Desde el inicio del proceso electoral se consideraba como una elección atípica por la gran cantidad de candidatos y la imposibilidad de los electores de poder estar informados de manera correcta para decidir responsablemente. Los resultados comprobaron esta situación. En la capital, el ausentismo supera el 18% del padrón, es decir cerca de 368 mil personas no acudieron a sufragar siendo el porcentaje de ausentismo mayor al número de sufragantes.

En Guayaquil, el ausentismo fue mayor, superando a los 423 mil habitantes que no acudieron a votar; sin embargo, el escenario se torna distinto al de la capital ya que la alcaldesa obtuvo más de 714 mil votos a su favor, representando un 52,6% del padrón electoral.

Otra de las ciudades del país donde se evidenció la falta de participación ciudadana fue Cuenca, donde el ausentismo electoral superó el 23% del padrón electoral, caso similar al de Quito donde hubo más ausentes que votos para el candidato triunfador.
Los escenarios se repiten en todos los cantones del Ecuador y no es algo nuevo en la vida democrática del país, por eso es importante preguntarse porqué cada vez son más los ciudadanos que no se acercan a votar.

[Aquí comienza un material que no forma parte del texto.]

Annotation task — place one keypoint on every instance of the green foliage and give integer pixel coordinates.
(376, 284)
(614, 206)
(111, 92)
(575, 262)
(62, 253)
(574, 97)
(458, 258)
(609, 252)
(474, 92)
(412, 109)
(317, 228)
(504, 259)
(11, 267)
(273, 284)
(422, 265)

Una de las razones principales a nivel mundial es la dinámica política propia del país, es decir, los ciudadanos aprecian las cosas como están y por ende no se preocupan por acudir a las urnas. Esto sucede por ejemplo en Estados Unidos donde el voto no es obligatorio y la participación ciudadana está por debajo del 50% de la población.

No obstante, en Ecuador la situación es distinta, si bien vivimos en un país democrático, el voto es impuesto a la fuerza, en una medida desesperada por involucrar a todos los ciudadanos en la vida política del Estado, imponiendo multas y sanciones económicas a quienes no ejerzan su derecho al voto. Dentro del gran grupo de ausentismo electoral latinoamericano, se encuentran personas a quienes la política no le genera confianza y piensan que el acudir a las urnas no cambiará la realidad nacional.

Lamentablemente, un alto número de ecuatorianos tiende a pensar de esa manera y cada vez repercute en las generaciones más jóvenes. Esto es realmente un problema porque los índices de ausentismo no cesarán hasta que los políticos generen confianza en los electores, quienes deberían acercarse a los ciudadanos para conocer sus necesidades y compartir sus ideas y planes de trabajo.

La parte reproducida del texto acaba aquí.